Jesus erzählt Petrus von seiner Fürbitte, als dieser selbstbewußt und kritisch gegen jeden scheinbaren Paternalismus ist. Aber er sagt es für diesen ganz anderen, für diesen elenden Augenblick, für Petrus, den Verhöhnten und Verspotteten, der allein ist mit sich.
Gottvertrauen ist etwas, was Petrus immer gern hätte, was aber als Besitz nicht zu haben ist; Glaube ist etwas Fragiles, das immer wieder zerschlagen werden kann und immer wieder neu zusammengefügt werden muß.
Petrus, so ist überliefert, weint bitterlich nach dem Hahnenschrei, er ist nun ganz verzagt.
Jesu Fürbitte, daß der Glaube nicht aufhöre, gilt nicht nur dem Kritiker und dem Verspotteten, sie gilt Petrus in jeder Lebenslage, dem Verzagten und von sich und Gott Enttäuschten erst recht.
Petrus ist verzweifelt, weil er nur an die Prophezeiung denkt, daß er verleugnen wird.

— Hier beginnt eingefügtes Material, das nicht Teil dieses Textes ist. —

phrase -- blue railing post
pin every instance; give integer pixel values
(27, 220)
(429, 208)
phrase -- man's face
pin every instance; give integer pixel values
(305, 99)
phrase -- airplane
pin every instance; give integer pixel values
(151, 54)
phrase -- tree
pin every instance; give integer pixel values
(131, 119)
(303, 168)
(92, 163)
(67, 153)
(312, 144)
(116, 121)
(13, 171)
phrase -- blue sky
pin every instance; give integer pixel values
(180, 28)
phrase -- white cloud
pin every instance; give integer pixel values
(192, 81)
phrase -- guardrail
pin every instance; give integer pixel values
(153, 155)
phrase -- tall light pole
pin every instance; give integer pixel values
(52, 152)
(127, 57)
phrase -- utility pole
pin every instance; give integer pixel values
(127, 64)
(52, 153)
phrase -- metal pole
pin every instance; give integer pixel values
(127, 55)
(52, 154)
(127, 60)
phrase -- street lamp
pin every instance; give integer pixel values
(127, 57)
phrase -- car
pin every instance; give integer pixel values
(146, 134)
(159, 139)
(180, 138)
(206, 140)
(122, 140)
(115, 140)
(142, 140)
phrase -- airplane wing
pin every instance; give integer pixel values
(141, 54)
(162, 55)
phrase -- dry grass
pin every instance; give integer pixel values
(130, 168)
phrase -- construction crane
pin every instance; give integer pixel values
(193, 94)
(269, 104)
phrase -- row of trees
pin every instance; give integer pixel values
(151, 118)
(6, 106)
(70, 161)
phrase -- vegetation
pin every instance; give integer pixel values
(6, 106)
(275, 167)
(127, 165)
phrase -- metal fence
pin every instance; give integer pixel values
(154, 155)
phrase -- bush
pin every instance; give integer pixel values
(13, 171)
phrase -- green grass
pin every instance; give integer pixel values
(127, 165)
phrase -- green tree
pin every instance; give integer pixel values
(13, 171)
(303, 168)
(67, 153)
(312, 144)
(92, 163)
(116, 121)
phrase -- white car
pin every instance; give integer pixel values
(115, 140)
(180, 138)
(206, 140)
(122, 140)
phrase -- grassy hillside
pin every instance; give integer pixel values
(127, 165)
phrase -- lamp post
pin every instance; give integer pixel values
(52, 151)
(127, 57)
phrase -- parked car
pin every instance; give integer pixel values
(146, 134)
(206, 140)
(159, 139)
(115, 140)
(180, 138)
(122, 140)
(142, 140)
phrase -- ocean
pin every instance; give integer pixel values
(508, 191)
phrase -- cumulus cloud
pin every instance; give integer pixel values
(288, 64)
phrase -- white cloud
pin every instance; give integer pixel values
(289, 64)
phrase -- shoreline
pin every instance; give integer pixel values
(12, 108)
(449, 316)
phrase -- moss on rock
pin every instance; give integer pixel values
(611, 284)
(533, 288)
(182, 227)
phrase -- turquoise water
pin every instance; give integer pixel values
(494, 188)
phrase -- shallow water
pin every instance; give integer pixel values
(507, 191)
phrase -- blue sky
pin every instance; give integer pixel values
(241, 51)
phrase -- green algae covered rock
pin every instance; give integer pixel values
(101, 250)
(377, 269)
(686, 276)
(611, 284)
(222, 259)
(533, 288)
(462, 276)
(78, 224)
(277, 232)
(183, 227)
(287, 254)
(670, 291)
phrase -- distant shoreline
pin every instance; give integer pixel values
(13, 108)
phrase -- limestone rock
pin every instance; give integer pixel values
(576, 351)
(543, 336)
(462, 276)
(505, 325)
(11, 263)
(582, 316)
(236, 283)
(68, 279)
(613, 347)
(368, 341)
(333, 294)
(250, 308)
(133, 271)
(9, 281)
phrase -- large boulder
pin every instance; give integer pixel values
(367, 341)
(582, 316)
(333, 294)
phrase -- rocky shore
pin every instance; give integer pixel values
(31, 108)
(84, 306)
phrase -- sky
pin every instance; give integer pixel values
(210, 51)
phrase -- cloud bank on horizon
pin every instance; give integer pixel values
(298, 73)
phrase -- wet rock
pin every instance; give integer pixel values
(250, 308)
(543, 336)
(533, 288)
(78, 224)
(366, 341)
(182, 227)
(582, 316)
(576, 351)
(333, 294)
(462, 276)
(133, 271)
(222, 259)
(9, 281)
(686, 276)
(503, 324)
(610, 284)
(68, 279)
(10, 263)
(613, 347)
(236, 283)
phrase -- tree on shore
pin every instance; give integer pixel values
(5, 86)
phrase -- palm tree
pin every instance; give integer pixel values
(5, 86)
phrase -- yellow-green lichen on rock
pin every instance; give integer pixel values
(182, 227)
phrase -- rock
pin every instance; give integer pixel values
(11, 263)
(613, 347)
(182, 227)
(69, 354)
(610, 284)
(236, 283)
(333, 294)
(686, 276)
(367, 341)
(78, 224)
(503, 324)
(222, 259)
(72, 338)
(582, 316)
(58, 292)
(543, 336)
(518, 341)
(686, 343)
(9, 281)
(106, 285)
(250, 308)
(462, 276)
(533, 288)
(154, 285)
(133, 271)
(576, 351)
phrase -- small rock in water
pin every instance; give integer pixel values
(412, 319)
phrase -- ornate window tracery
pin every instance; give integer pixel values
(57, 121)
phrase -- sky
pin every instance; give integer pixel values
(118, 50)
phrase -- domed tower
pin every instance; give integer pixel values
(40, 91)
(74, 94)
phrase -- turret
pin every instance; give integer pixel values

Aber davor hat Jesus schon für ihn gebetet.

Wenn wir selbst nicht mehr beten, nicht mehr beten wollen oder können, wenn kein Mensch mehr für uns betet, dann ist uns gesagt: Christus ist unser Fürsprecher, er hat lange schon für uns gebetet.
Der Geist hilft unserer Schwachheit auf. Denn wir wissen nicht, was wir beten sollen, wie sichs’s gebührt; sondern der Geist selbst vertritt uns mit unaussprechlichem Seufzen. (Röm 8,26)

Die Güte Gottes bricht die Härte der Realität auf. Jesus deprimiert Petrus nicht weiter: „Ich habe es kommen sehen ...“, er gewährt auch nicht herablassend eine zweite Chance, sondern er tröstet Petrus mit der Wurzel für einen wachsenden, reifenden Glauben, mit einer Fürbitte.

Liebe Gemeinde,
lohnt es sich zu beten? So fragen aus verschiedenen Gründen der Kritiker, der Spötter und der Verzagte. – Ja, es lohnt sich zu beten für solche wie Petrus, für selbstbewußte Kritiker jeder Bitte, für Spötter, auch wenn es schwerfällt, für Opfer von Hohn und Häme sowieso und für Verzagte und Enttäuschte erst recht. Es lohnt sich zu beten für alle und auch für uns. Es lohnt sich immer wieder zu beten wie Jesus: daß der Glaube nicht aufhöre in unserer alten Welt.
Es lohnt sich zu beten für ein gutes, neues Jahr, das wir einander heute wünschen. Ein Jahr wäre wirklich neu, wenn es weniger Gründe gäbe, mit dem Glauben aufzuhören. Ein Jahr wäre wahrhaftig neu, in dem Kritiker und Spötter und Verzagte wieder mit dem Beten anfangen würden.
Und wenn das neue Jahr 2005 bald genauso alt aussieht wie die letzten Jahre?
Wenn uns selbst das Beten vergeht? Dann verlassen wir uns auf Jesus Christus, der gesagt hat: Ich aber habe für dich gebeten, daß dein Glaube nicht aufhöre.

Der Friede Gottes, der höher ist als all unsere Vernunft, stärke und bewahre unsere Herzen und Sinne in Christus Jesus. Amen.

Lied nach der Predigt: EG 378


Dr. Dörte Gebhard
doerte.gebhard@web.de

(*) Vgl. Schneider-Flume, Gunda: Grundkurs Dogmatik, Göttingen 2004, 197 und Huber, Wolfgang: Jahreslosung 2005, in: GPM 59 (2004), 68-74.